The Schmitter is possibly responsible for most of the heart atttacks on any given day. Let's just say that it is huge, and comes with a glutinous sauce that is guaranteed to clog your arteries in no time flat.
But back to NY. One thing the new stadia have is that the proletariat sits not only up high, but way back from the field. This is because people in luxury boxes do not want their views marred by overhanging decks. You can't even see a decent home run.
So the society becomes more stratified, as usual.
I'm trying to think of New York themed bars and restaurants, especially in the Bronx. You could of course get a knish (potato I hope). You could get giant pastrami sandwiches, courtesy of total ripoffs like the Carnegie.

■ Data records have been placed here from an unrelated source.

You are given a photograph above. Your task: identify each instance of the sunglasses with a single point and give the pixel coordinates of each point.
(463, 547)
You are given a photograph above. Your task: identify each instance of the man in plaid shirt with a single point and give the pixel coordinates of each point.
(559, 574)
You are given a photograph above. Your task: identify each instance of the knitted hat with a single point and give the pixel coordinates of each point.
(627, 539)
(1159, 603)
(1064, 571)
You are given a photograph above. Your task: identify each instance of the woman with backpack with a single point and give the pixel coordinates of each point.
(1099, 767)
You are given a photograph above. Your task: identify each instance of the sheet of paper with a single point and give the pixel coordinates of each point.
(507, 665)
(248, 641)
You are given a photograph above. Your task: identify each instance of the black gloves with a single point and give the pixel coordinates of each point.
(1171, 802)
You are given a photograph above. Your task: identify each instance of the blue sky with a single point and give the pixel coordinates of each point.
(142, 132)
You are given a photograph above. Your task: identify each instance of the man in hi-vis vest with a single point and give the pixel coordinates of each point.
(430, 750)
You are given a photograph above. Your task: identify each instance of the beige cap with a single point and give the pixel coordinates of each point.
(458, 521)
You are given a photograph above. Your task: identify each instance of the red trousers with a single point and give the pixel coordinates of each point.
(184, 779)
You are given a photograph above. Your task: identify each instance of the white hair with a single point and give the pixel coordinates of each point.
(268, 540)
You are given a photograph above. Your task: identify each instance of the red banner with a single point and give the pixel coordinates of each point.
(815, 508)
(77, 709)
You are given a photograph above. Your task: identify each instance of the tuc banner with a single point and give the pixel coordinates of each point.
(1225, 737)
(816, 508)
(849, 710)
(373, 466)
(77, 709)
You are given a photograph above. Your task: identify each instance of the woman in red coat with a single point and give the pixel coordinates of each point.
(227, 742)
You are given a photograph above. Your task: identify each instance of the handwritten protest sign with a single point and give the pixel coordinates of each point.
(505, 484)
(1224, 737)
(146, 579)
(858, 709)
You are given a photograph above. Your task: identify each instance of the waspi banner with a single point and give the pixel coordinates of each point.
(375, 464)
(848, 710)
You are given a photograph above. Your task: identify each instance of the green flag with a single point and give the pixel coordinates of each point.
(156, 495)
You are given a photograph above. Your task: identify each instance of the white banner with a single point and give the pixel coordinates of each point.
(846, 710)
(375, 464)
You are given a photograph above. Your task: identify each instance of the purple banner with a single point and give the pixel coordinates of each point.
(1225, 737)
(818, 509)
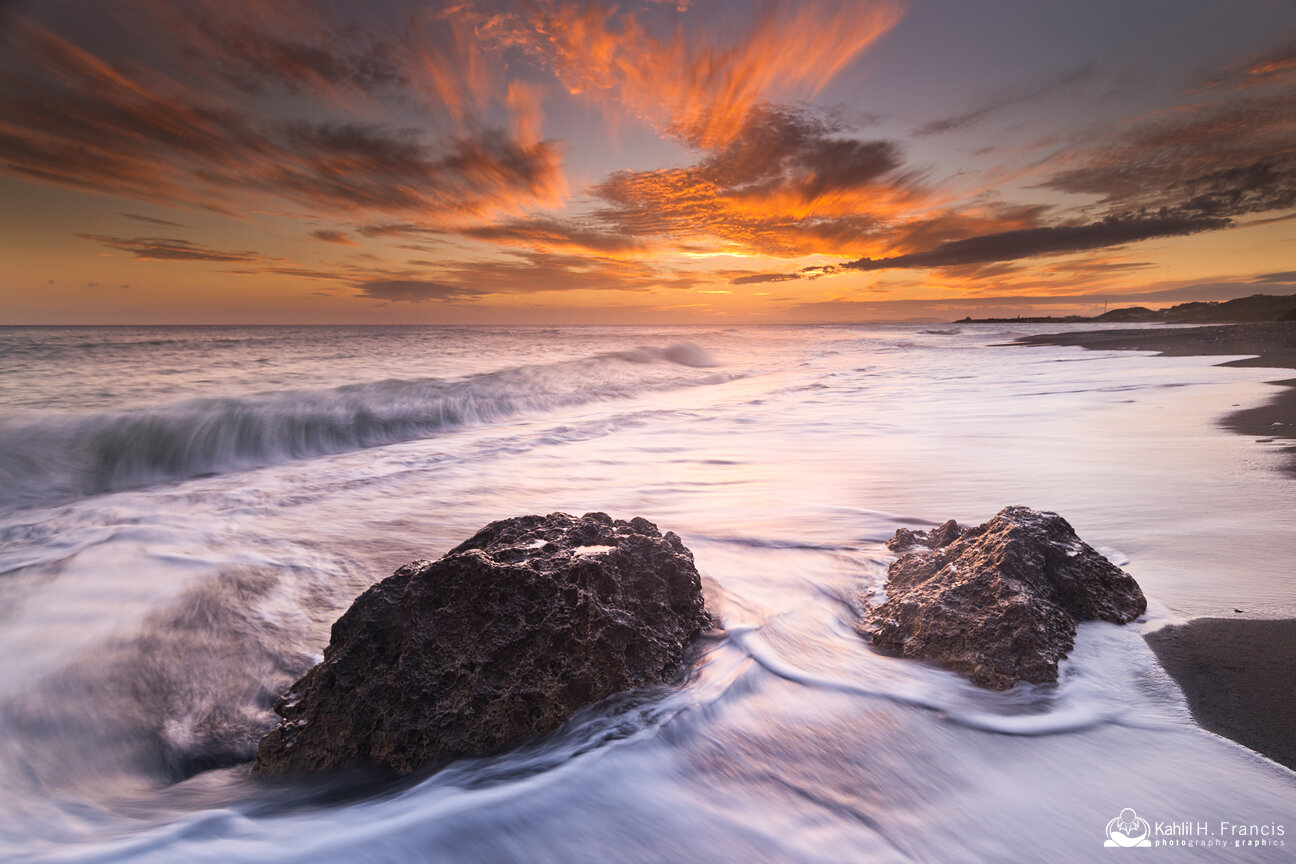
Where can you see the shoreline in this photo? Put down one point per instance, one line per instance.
(1237, 674)
(1274, 343)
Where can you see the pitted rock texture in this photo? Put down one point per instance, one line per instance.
(998, 602)
(500, 640)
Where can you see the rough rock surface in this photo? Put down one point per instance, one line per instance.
(502, 639)
(998, 602)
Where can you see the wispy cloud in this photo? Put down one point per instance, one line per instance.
(79, 121)
(336, 237)
(414, 290)
(1053, 240)
(150, 220)
(169, 249)
(700, 80)
(1047, 87)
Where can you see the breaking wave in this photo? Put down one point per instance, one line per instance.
(60, 456)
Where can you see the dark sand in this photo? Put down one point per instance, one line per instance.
(1273, 342)
(1239, 675)
(1239, 678)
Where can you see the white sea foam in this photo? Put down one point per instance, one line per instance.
(148, 630)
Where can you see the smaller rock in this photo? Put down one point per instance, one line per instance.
(998, 602)
(938, 536)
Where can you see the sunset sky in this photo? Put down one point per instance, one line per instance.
(233, 161)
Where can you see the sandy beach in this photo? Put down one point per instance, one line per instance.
(1274, 343)
(1238, 675)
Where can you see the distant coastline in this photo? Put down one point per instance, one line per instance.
(1257, 307)
(1237, 674)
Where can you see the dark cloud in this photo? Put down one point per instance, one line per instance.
(414, 290)
(75, 119)
(1047, 87)
(1011, 245)
(1273, 66)
(332, 237)
(555, 233)
(150, 220)
(169, 249)
(1211, 158)
(756, 279)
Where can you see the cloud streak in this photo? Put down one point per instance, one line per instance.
(1029, 242)
(75, 119)
(169, 249)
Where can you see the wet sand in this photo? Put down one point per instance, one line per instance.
(1238, 675)
(1239, 678)
(1274, 343)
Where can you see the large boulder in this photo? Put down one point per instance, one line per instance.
(500, 640)
(998, 602)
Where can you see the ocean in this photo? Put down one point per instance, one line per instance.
(185, 511)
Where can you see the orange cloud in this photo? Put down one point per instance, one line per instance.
(71, 118)
(703, 79)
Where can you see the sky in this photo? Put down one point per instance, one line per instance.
(652, 162)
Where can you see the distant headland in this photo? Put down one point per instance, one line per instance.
(1257, 307)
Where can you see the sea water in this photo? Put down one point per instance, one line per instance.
(185, 511)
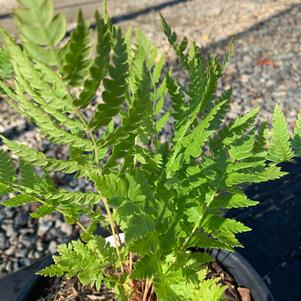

You could also get the last Italian pizzeria to give you something that doesn't taste like a cheese wheel.
The best NY option would be something like Danny Meyer. You could pay outrageous prices for tiny plates of nouvelle cuisine, with a bonus for snotty service.
So kids today, and tomorrow, can say they're going shopping. At Yankee Stadium and Citifield.

3 comments:

Rambler said...

you misunderstood, it's crabs fries...

tourguide said...

At least the new stadiums look better from the outside. People forget that the current Yankee Stadium was not a architectural masterpiece, but rather was redone in the mid70s as a concrete bunker. Still, there's huge amounts of upper-level seating that overhangs the mezzanine. So if you want an old stadium, you'll have to settle on a new stadium made to look old. With way fewer upper level areas for the plebes.

tourguide said...

At least the new stadiums look better from the outside. People forget that the current Yankee Stadium was not a architectural masterpiece, but rather was redone in the mid70s as a concrete bunker. Still, there's huge amounts of upper-level seating that overhangs the mezzanine. So if you want an old stadium, you'll have to settle on a new stadium made to look old. With way fewer upper level areas for the plebes.